Wpis z mikrobloga

opowiem wam pewną historię, która przydarzyła mi się dzisiaj.

siedzę sobie kulturalnie w przychodni, a że było to po południu to starszych pań w tym miejscu zabrakło, obok wolne miejsca.
przysiada się do mnie ok 50-letni pan, z twarzy bardzo sympatyczny, tylko dość specyficznie ubrany - jak takie połączenie kuca i czegoś w rodzaju hipisa - mnóstwo naszyjników, bransoletek, pierścionków, a dopełnieniem tego była za duża koszulka i sprane jeansy.

pan ten bez słowa chwyta mnie za ramię i oznajmia mi, że musi mi coś powiedzieć. opowiada o tym, jak 30 lat temu siedział w tym samym miejscu z ówczesną koleżanką. koleżanka ta, podobno bardzo zestresowana badaniami, chwyciła go wtedy za ramię podobnie jak on mnie i powiedziała, że czuje się z nim tutaj bezpiecznie i cieszy się, że go ma.

pan posmutniał, spuścił głowę i zaczął mówić pod nosem, że wtedy tego nie docenił, nie zrozumiał, że stracił miłość swojego życia. dodał, że od tamtej pory się nie zakochał, nie zainteresował żadną kobietą, że żyje w celibacie - ale, cytuję:

czasem zdarza mi się klaskać w nocy, czy to grzech?


po czym nie dał mi nawet odpowiedzieć, tylko wstał, poprawił spodnie i patrząc na mnie z góry powiedział, że chciał to z siebie wyrzucić i wyszedł spokojnym krokiem z przychodni.

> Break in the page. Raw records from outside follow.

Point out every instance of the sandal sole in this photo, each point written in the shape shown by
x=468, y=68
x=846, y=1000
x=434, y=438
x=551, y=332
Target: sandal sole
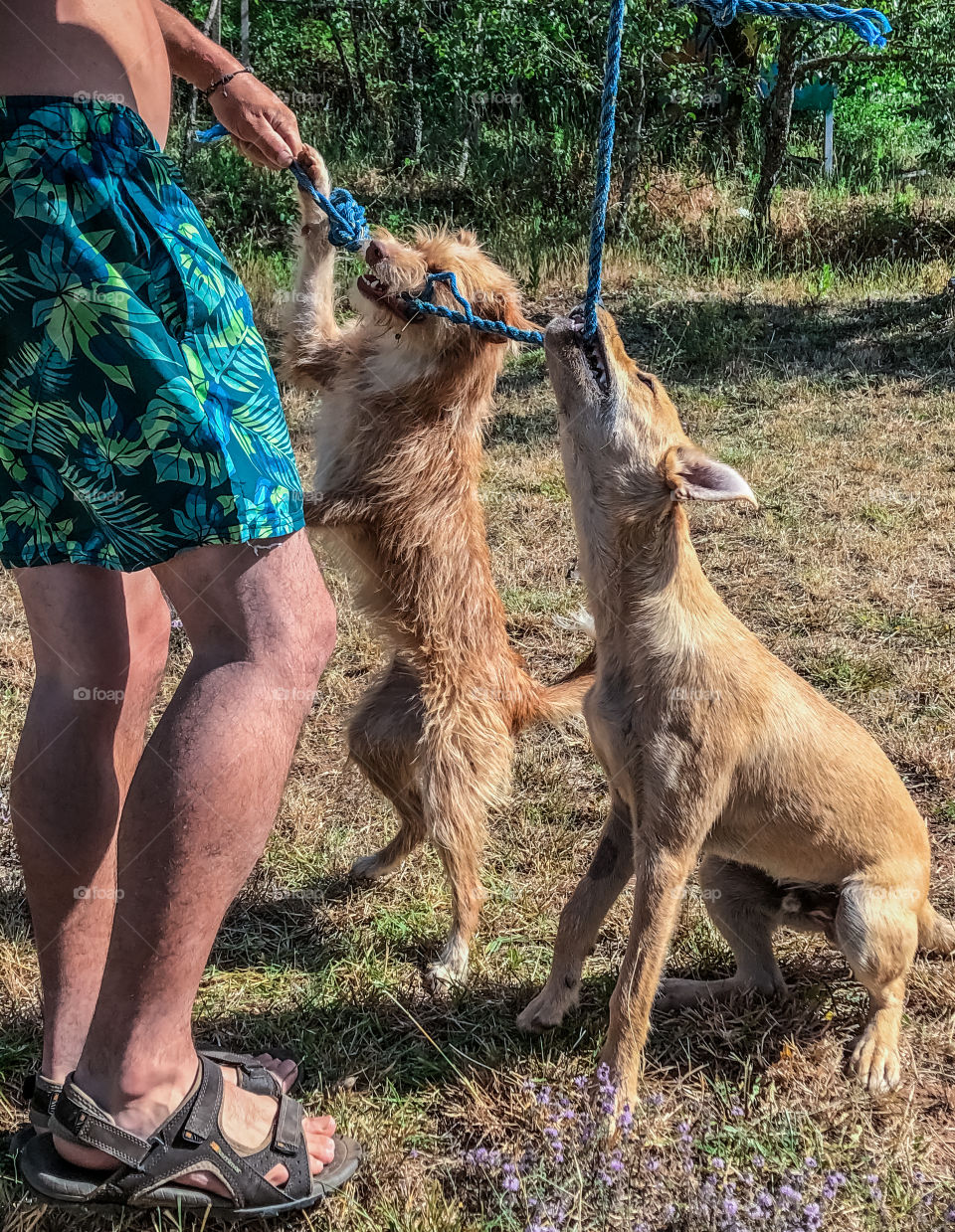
x=47, y=1175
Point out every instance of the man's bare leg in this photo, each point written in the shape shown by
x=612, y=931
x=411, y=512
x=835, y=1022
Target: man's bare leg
x=99, y=642
x=197, y=813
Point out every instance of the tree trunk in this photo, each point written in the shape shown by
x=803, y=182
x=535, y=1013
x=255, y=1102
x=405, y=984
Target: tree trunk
x=775, y=129
x=213, y=13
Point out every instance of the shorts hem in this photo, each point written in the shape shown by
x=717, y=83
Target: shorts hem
x=247, y=532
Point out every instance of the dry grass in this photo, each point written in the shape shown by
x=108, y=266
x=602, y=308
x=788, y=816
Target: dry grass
x=838, y=405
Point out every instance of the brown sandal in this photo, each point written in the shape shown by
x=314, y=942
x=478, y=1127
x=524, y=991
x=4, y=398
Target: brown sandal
x=189, y=1141
x=41, y=1094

morał historii jest taki, że do mojego słownika wpadło nowe określenie na masturbację, bo co skisłam to moje xDDD

#gownowpis #coolstory #truestory #niewiemjaktootagowac
  • 16
Jedna ręka na Twoim ramieniu, a druga w jego spodniach. Pewnie nawet nie widziałaś jak se "klaskał" ( ͡° ͜ʖ ͡°)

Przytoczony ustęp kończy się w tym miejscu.